Quand on évoque les réussites de l’économie sociale et solidaire (ESS), c’est généralement en termes d’impacts positifs sur l’environnement et les territoires. Pourtant le mode de gouvernance fait intrinsèquement partie des indicateurs de qualité des entreprises de l’ESS. Après la parution de l’enquête de Pascale Dominique RUSSO sur les dérives du secteur, Souffrance en milieu engagé, il importe plus que jamais de rappeler les réussites des modèles innovants de démocratie d’entreprise. Scopéli est un de ces modèles.
Coopérative alimentaire implantée à Rezé, dans la métropole nantaise, Scopéli est gérée par ses 2000 coopérateurs-clients et ses 3 salarié(e)s. Cette fourmilière humaine n’est rien moins que théoriquement ingérable : comment assurer le fonctionnement très contraignant d’un supermarché en faisant travailler à tour de rôle 2000 bénévoles non qualifiés à l’aide de 3 salariés? Selon les critères et conditions classiques des sciences de la gestion et de l’organisation, c’est juste… Impossible!
Depuis avril 2019 cependant, Scopéli parvient à auto-gérer et autofinancer une surface de vente de 400m2, impliquant toute la chaîne de ses acteurs locaux, depuis les producteurs (en bio, pour la plupart) jusqu’aux consommateurs-coopérateurs. Son fonctionnement habituel témoigne d’une agilité déconcertante, c’est-à-dire d’une agilité réelle, non standardisée par une méthode quelconque de management éponyme. Organisation apprenante, intelligente, démocratique, la coopérative invente constamment son propre modèle, dans l’écosystème de l’ESS et la galaxie des supermarchés coopératifs.

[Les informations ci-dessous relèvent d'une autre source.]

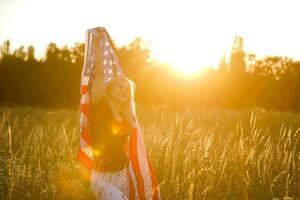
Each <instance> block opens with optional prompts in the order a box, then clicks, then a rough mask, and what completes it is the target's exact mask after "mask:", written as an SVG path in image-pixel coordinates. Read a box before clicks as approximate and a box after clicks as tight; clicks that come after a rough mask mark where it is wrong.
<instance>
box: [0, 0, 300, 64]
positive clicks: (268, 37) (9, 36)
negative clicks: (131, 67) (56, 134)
mask: <svg viewBox="0 0 300 200" xmlns="http://www.w3.org/2000/svg"><path fill="white" fill-rule="evenodd" d="M298 4H299V3H298V2H297V1H296V0H294V1H292V0H272V1H271V0H268V1H267V0H205V1H203V0H198V1H196V0H195V1H192V0H184V1H176V0H149V1H145V0H119V1H117V0H106V1H102V0H0V42H2V41H4V40H6V39H10V40H11V41H12V47H13V48H16V47H18V46H20V45H22V44H24V45H29V44H33V45H34V46H35V47H36V49H37V56H40V55H42V53H43V51H44V50H45V48H46V46H47V44H48V43H49V42H51V41H52V42H56V43H57V44H58V45H59V46H61V45H64V44H67V45H73V44H74V43H75V42H83V41H84V37H85V30H86V29H88V28H92V27H96V26H104V27H106V29H107V30H108V32H109V33H110V35H111V37H112V38H113V40H115V41H116V43H117V45H118V46H120V45H126V44H128V43H129V42H131V41H132V40H133V39H134V38H136V37H141V38H142V39H144V40H145V41H146V42H148V43H149V45H150V47H151V49H152V53H153V57H154V58H155V59H157V60H159V61H162V62H167V63H170V64H172V65H174V66H175V67H177V68H182V67H185V66H189V68H188V70H195V69H199V68H201V67H204V66H217V64H218V62H219V59H220V57H221V56H223V55H224V54H226V55H227V56H229V53H230V49H231V45H232V43H233V40H234V36H235V35H239V36H242V37H244V49H245V51H247V52H253V53H255V54H257V55H258V56H264V55H282V56H290V57H293V58H295V59H298V58H300V28H298V26H299V25H298V24H299V19H300V12H299V5H298Z"/></svg>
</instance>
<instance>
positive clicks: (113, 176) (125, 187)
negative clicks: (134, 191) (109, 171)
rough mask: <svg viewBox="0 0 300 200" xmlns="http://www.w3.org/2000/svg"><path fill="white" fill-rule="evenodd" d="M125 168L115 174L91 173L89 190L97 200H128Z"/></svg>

Nous sommes dans l’expérimentation et l’ajustement permanents. Cela ne signifie aucunement qu’aucun problème ne se pose. Au contraire! Les difficultés justement se POSENT. Elles ne font pas l’objet d’un déni. Elles se résolvent dans l’effort collectif de problématisation et d’imagination, ancré dans la conscience partagée des contraintes du travail. Les instances démocratiques de gouvernance, l’une opérationnelle et l’autre stratégique travaillent en étroite connivence et se fient aux remontées du terrain, au travers des représentants des groupes de travail qui y siègent.
En un temps record, Scopéli s’est ainsi adaptée aux contraintes de la crise sanitaire du coronavirus, pour assurer la continuité du service alimentaire et au-delà, poursuivre l’oeuvre commune. Ce n’est pas comme si les questions de santé et de bien commun venaient percuter l’organisation. Elles en sont à l’origine, à travers l’objectif de l’alimentation de qualité pour tous.
Coopératrice depuis début 2018, fascinée par cette expérience « impossible », je m’y intéresse aussi sous l’angle des sciences du travail. Comment ça marche? Qu’est-ce qui fait que ça marche? J’avance l’hypothèse que l’organisation toujours expérimentale et toujours tâtonnante (agile, donc) de Scopéli repose sur l’intelligence partagée des situations réelles, telles qu’elles se présentent. Ici, rien ne sépare hermétiquement le travail de la gestion du travail, le bureau du magasin, la gouvernance de la production, le client du travailleur. L’humain, précisément le travail humain, reprend sa place centrale, parfois négligée dans les organisations de l’ESS investiguées par Pascale Dominique RUSSO.
Dans quelle mesure ce modèle est-il transposable? Cela mériterait une étude.